If this describes your thoughts on your current meetings, you probably need to stop reading this and go buy a copy of Patrick Lencioni's Death by Meeting. This is a great tool that I have taken my teams through in the past as a way to help us rethink why we meet, what our meetings should be, and to develop a healthy rhythm and structure for our meetings. If you are curious, here is the rhythm that I have used with my teams in the past:

  • Daily: Morning Stand-Up: This is a quick meeting, ten minutes tops. Our team would take about a minute each to share the big things that they were working on that day. We would then take a few minutes to pray together before going about our days. This meeting was done standing, in order to encourage brevity. The only deviation to this rhythm was on Monday mornings where we each would share something worth celebrating from Sunday morning. Two very important things to remember about stand up meetings:
    • The leader sets the tone: This is an informational meeting. This is not a place to pontificate or correct. Use the time immediately after the gathering to clarify, correct, or critique a teammate's plan. A savvy leader will lead the way in this meeting by keeping their own sharing to 60 seconds or less.
    • Attendance is encouraged: This is a daily meeting where attendance is encouraged, but not required. Sometimes a teammate has an overlapping meeting, an issue that needs to be dealt with during that time block. Missing an occasional stand up is not world-ending. However, a regular pattern of skips needs to be addressed.
  • Weekly: Tactical Team Meetings: These meetings were specific to the different functional areas of the church: ministry environments, operations, and Sunday morning. In each of these meetings, we would focus on reaching the strategic goals set for each area, identifying trouble spots, and keeping an eye on the metrics that help define whether we are accomplishing our goals or not. These meetings were weekly in rhythm and lasted an hour.
  • As Needed: There were two types of meetings that were on an as-needed basis:
    • One on One Developmental: Each of my direct reports had a regular rhythm for one on one meetings. The frequency depended on the person and what made the most sense for them. Some of my team met with me weekly, others twice a month, and some once a month. The agenda for these meetings was set by the person that I was meeting with and was sent to me the day before, so that I could be prepared to add value.
    • Ad Hoc Tactical: During the course of our weekly tactical meetings it would become apparent that an issue needed to be discussed more in-depth than we had time for in that meeting. The answer was to set another time to have that conversation with all concerned parties. This helped honor the time of everyone in the weekly tactical meetings by ensuring that they were not drug into a discussing that was not relevant to their ministry area.
  • Monthly: All-Staff Developmental Meeting: Once a month, our entire team would meet together for an informal lunch, a time of prayer, and staff development. This was typically a discussion based on a book or article that we were reading together. The idea is to think together, develop a common language, and to strengthen the skills and abilities of your team in a safe place. Here are some books that I have used for these in the past.

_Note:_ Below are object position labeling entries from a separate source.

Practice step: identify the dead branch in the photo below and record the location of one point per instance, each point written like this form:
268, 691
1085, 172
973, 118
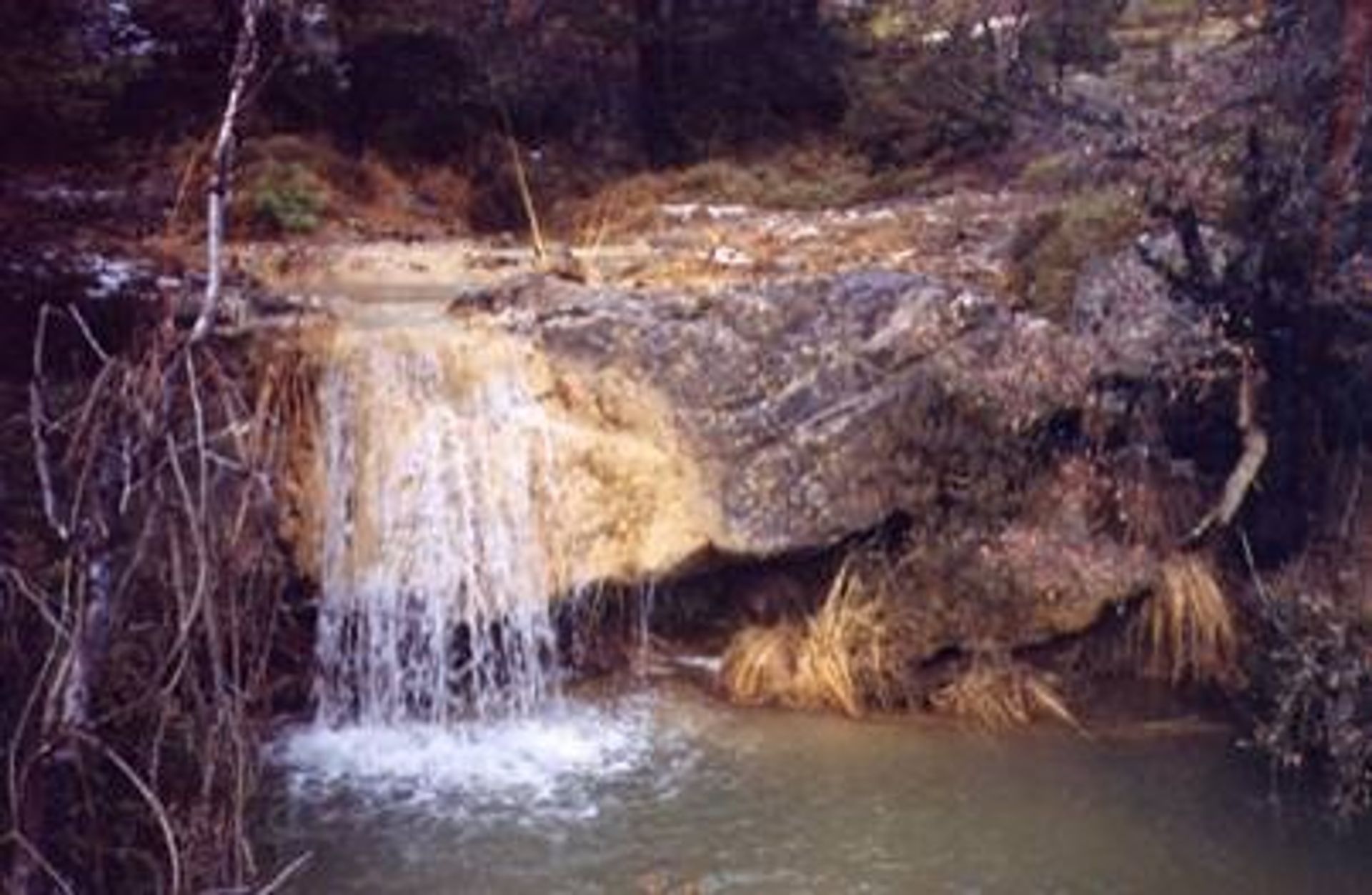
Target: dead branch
1246, 471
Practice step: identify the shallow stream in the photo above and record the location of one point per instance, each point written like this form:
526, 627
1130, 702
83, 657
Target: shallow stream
671, 793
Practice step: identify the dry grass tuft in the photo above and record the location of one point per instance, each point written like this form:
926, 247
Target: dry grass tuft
848, 657
1185, 629
1000, 694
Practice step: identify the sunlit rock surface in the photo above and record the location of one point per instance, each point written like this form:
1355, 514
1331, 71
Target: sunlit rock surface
762, 421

This isn't a one-size-fits-all blueprint for meeting success. Adapt this as needed for your context, or completely disregard it. Regardless of what you do, there are two things that your team needs in order for any meeting rhythm to be successful:

  • A Clear Why: Why does this meeting exist? Clearly articulating the purpose behind a meeting will help your team prepare and actively participate in the meeting. Ambiguous meetings or meetings that regularly veer away from its primary purpose are meetings that help no one.
  • Consistency: Regardless of your rhythm, stick to it. Frequent cancellations, disruptions, and a lack of a consistent pattern during the meeting will diminish the meeting's effectiveness.